Question

On the basis of data collected during an experiment, a biologist found that the growth of a fruit fly population (Drosophila) with a limited food supply could be approximated by

N(t) = 600/1+39e^-0.16t
(a) What was the initial fruit fly population in the experiment? where t denotes the number of days since the beginning of the experiment.
(b) What was the population of the fruit fly colony on the t = 11 day? (Round your answer to the nearest integer.)

Answer 1

(a). 15

(b). 78

Explanation:

Growth of the population of a fruit fly is modeled by

N(t) =
`(600)/(1+39e^(-0.16t) )`

where t = number of days from the beginning of the experiment.
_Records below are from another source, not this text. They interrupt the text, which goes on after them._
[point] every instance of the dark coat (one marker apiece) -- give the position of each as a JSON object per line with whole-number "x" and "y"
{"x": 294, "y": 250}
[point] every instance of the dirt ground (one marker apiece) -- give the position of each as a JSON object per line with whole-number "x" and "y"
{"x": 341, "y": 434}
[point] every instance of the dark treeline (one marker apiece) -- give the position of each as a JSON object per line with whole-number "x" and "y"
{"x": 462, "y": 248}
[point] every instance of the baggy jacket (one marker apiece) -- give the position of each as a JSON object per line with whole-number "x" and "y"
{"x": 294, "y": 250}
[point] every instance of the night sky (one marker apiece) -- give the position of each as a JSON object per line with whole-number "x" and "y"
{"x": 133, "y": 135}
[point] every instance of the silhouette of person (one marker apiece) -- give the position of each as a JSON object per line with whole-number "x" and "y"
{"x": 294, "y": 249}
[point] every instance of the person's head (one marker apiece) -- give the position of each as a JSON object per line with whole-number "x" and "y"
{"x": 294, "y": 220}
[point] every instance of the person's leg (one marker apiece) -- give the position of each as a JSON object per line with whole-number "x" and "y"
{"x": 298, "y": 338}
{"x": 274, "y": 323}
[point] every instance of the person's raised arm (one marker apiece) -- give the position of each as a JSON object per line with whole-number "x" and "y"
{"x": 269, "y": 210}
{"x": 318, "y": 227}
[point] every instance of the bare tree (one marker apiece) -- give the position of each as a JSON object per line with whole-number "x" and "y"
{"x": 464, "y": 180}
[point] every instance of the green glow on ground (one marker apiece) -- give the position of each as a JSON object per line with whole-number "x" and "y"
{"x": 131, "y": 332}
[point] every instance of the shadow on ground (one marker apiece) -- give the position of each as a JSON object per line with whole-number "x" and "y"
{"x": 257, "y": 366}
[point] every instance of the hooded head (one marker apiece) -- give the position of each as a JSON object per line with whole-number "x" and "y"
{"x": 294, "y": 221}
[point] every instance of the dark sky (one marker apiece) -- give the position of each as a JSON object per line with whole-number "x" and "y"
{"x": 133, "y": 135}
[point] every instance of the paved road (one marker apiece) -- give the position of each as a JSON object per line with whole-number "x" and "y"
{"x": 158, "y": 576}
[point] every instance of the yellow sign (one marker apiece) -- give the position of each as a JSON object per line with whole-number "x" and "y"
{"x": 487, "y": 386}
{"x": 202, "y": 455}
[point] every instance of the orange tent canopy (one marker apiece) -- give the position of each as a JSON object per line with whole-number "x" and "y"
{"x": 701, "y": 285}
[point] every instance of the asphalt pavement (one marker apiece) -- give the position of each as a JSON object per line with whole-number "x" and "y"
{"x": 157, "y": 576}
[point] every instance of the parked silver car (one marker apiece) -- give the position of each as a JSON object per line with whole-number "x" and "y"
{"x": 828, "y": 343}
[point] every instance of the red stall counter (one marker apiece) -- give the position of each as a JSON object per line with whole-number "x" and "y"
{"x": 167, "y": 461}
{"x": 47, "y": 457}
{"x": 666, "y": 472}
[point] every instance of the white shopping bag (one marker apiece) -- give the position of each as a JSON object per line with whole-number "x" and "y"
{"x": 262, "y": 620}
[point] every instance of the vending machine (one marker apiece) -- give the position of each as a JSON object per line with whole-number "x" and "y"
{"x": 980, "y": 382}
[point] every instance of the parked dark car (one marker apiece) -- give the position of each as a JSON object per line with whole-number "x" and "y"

(a). For t = 0 [Initial population]

N(0) =
`(600)/(1+39e^(-0.16* 0) )`

=
`(600)/(1+39)`

=
`(600)/(40)`

= 15

Initial population of the fruit flies were 15.

(b).Population of the fruit fly colony on 11th day.

N(11) =
`(600)/(1+39e^(-0.16* 11) )`

=
`(600)/(1+39e^(-1.76) )`

=
`(600)/(1+39* 0.172 )`

=
`(600)/(1+6.71)`

=
`(600)/(7.71)`

= 77.82

≈ 78

On 11th day number of fruit flies colony were 78.